Olaf Presents Review: Josh Gad Shines In The Best Frozen Spin-Off Yet

slashfilm: If given the choice between going to a funeral or attending a one-man show, I’d pick crying in a stuffy room filled with strangers and ugly floral displays every single time. Attending a one-man show is the friend-of-actors equivalent of being asked to help them move. At least if you help someone move, you might get free pizza or gas money out of the deal. Outside of stand-up comedians, there are few people who can pull off a successful one-person show, but Josh Gad as Olaf the Snowman has done the unimaginable. In the Disney+ collection of shorts, “Olaf Presents,” Josh Gad plays most of (if not all) of the major characters in a condensed retelling of some of Disney’s most famous animated feature films, proving why he’s one of the best character performers working today.

Inspired by Olaf’s recap of “Frozen” in “Frozen 2,” Olaf and his buddies on Arendelle retell the stories of “The Lion King,” “Aladdin,” “Moana,” “Tangled,” and “The Little Mermaid,” all in under two minutes each or less. If you’re familiar with speech team, it’s as if Olaf is turning each Disney movie into a humorous interpretation performance, complete with character pops, voice changes, and the addition of props and secondary performers in the form of the Snowgies and Sven the reindeer. Totaling just under 10 minutes, “Olaf Presents” is one of Disney+’s most impressive shorts series, and easily the strongest “Frozen” spin-off yet.

The Remarkable Range of Josh Gad as Olaf

“Olaf Presents” lives and dies by Gad’s performance, who really pulls out all the stops with his characterizations. Not only is Gad trying to emulate some of the most memorable animated characters in history, but is doing so through the lens of Olaf the Snowman’s personality and perspective. Gad absolutely nails what makes characters like Ariel, Ursula, Jafar, Scar, Pumba, Rapunzel, Maui, Moana, and Princess Jasmine so beloved, and lovingly pokes fun at some of the more ridiculous melodrama hidden in films like “The Little Mermaid” and “Aladdin.” As much as “Olaf Presents” is a love letter to the movies that helped turn Disney into an empire, it’s also an acknowledgement that sometimes the stories could have used a little more fine tuning.
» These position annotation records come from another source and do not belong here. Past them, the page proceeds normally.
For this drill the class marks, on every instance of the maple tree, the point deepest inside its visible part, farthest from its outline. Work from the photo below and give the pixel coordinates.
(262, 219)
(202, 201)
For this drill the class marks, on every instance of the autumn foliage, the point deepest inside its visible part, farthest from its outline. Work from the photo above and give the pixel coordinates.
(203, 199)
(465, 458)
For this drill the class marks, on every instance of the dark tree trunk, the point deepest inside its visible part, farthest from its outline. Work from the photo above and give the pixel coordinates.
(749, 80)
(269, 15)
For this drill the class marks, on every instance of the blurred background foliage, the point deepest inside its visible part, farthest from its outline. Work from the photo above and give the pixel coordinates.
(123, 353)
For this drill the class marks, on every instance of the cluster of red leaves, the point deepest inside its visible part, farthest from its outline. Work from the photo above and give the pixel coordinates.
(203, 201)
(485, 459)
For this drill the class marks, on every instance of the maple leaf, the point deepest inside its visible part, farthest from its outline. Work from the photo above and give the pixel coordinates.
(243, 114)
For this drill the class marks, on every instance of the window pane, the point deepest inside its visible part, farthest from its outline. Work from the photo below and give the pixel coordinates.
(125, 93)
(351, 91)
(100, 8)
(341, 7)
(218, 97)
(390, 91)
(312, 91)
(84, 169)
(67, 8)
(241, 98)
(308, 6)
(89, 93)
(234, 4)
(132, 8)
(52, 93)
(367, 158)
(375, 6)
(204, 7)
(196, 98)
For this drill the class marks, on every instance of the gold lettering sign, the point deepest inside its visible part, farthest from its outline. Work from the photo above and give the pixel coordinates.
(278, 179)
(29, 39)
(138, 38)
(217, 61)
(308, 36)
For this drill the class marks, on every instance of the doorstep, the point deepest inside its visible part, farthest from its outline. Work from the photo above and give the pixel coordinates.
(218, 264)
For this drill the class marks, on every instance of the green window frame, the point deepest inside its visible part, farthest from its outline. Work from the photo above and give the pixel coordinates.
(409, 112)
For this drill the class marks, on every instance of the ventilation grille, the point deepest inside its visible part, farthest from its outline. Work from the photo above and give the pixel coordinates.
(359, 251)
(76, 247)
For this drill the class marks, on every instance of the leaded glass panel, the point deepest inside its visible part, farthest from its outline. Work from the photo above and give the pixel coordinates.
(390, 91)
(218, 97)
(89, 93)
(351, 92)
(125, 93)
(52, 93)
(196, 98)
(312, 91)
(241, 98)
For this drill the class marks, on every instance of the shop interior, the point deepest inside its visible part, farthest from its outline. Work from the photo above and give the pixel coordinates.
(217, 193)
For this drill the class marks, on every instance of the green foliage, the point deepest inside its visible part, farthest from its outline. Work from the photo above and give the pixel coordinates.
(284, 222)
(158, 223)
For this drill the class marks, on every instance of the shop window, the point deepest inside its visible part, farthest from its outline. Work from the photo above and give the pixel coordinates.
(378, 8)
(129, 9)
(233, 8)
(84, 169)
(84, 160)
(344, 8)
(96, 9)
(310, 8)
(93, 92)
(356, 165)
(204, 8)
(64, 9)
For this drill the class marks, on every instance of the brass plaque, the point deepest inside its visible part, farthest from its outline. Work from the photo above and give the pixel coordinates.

Gad’s voiceover work is masterful, successfully differentiating each character from one another while maintaining the trademark Olaf inflections. Doing impressions is hard enough, but doing an impression of someone doing an impression is damn near impossible. It never feels like Gad is imitating someone, it constantly feels like Olaf is behind the imitations. “Olaf Presents” proves that both Gad and Olaf the character are more than capable of carrying an entire film on their own. “Olaf” solo feature when, Disney?